Love
Let Down Your Walls and Let Love In
Keep Your Doors Open
Have you ever been hurt by someone so badly that you’ve outright shut the door on future relationships?
Some people feel pain so deeply that they refuse to let love in their lives again.
As sad as that is, it’s a human response. Surely, you don’t want to get burned by the same flame twice.
And as if that isn’t bad enough, going back to it knowing full well how it will turn out is just tragic.
Why do these walls exist? What can you do to tear them down? How do you allow love to come back into your life?
Why Does Love Make People Feel Uncomfortable?
Oh, to love and be loved. That should feel great, right? For some, yes. But for others (and maybe yourself), the thought alone makes them want to run for the hills.
“Don’t let me fall in love,” they plead to the universe.
Why do they see something supposedly good as a nightmare?
Vulnerability calls
Navigating a new relationship is like coursing uncharted waters. It’s unfamiliar, which is why people tend to fear it. In addition to that, they’re required to open their hearts. Vulnerability leaves them “exposed” (for lack of a better word) to pain, and only a few are willing to take that risk.
Past ghosts come back to haunt you
Our pasts strongly influence the present, which may explain some people’s hesitance with intimate settings. But people don’t always have full awareness of their relationship history when they start seeing new people. This can come to bite them back twice as hard because they don’t expect the same events to happen again.
Love changes what we’re used to
“Let’s not fall in love.”
When some people say this, it’s not because they think the other person isn’t good enough for them. But it’s because they think they’re unlovable.
Add a sad history to that equation, and the result is a person with complex issues and bad habits. So when someone expresses love and affection, they feel uncomfortable because that challenges their poor thoughts of themselves.
Existential issues loom
The more attached someone is to another, the more scared they are of losing the latter.
With self-awareness comes heightened fear. Some don’t want to let love in, rationalizing they’re better off without confronting their issues.
How to Let Love In Again
It’s normal to feel scared when you’ve been hurt once. But trying again can be good for you, especially if someone you think is the right person comes into your life. The opportunity is right there. It would be a pity to let go of something or someone that might change your life.
So, break down your walls with these steps:
#1: Observe and understand how you feel
Do you fight affection? Pause and think about your resistance. Your reflection will help you identify and overcome your barriers.
#2: Share your struggles
I know you don’t want to burden others with your feelings. But trust me — you won’t be. If anything, they’ll be relieved that you confided in them. Talk about your struggles with trusted people (and professionals). They can provide a safe space, allowing you to sow the seeds of easier acceptance of love.

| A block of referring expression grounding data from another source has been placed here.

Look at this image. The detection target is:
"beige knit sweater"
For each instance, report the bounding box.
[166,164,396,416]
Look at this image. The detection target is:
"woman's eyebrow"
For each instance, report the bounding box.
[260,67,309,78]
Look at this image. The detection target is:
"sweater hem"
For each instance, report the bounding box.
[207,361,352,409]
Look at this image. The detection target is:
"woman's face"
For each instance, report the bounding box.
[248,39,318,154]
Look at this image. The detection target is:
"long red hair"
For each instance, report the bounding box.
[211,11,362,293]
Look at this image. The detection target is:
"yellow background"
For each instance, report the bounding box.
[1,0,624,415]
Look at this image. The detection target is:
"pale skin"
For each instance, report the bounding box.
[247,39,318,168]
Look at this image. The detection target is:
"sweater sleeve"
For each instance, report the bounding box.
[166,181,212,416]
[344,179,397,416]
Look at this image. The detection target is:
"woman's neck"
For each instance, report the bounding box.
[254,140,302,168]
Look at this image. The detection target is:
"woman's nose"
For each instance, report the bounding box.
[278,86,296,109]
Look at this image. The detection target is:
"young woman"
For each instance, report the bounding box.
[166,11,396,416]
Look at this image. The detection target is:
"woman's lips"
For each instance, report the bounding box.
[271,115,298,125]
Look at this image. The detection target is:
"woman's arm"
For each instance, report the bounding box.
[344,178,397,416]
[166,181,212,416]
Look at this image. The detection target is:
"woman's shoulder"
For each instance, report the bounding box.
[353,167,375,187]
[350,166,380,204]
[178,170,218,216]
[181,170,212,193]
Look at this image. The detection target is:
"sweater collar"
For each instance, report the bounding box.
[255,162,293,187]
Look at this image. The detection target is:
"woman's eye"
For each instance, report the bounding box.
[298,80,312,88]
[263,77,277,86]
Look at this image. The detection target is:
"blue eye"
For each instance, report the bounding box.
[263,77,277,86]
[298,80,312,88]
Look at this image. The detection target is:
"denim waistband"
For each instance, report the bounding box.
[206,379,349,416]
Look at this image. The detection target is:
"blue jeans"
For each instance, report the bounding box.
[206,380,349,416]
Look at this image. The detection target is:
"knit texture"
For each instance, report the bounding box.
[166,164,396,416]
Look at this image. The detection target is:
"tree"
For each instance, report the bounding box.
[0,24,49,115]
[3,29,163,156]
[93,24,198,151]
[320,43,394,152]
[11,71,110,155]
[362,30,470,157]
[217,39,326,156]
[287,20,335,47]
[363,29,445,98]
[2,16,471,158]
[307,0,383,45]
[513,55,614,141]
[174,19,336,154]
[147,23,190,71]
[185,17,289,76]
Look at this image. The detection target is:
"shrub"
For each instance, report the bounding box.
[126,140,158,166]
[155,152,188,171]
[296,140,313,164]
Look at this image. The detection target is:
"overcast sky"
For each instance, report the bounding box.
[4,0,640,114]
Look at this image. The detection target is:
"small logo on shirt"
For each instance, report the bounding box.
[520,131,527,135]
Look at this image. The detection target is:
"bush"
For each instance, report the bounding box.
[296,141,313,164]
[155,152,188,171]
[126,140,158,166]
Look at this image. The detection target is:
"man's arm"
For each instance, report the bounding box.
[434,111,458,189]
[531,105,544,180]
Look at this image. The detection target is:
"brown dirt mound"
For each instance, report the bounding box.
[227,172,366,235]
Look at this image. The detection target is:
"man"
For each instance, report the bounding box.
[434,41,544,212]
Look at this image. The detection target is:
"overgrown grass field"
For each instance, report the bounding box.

#3: Consider your love language
People give and receive love differently. That’s what love languages are for. Identifying and communicating them will help you respond better to affection.
Don’t Torture Yourself
Everyone deserves to love and be loved. Don’t let anyone make you believe otherwise. Recognizing that opens you up to possibilities you otherwise wouldn’t see. Let love in slowly and experience its magic.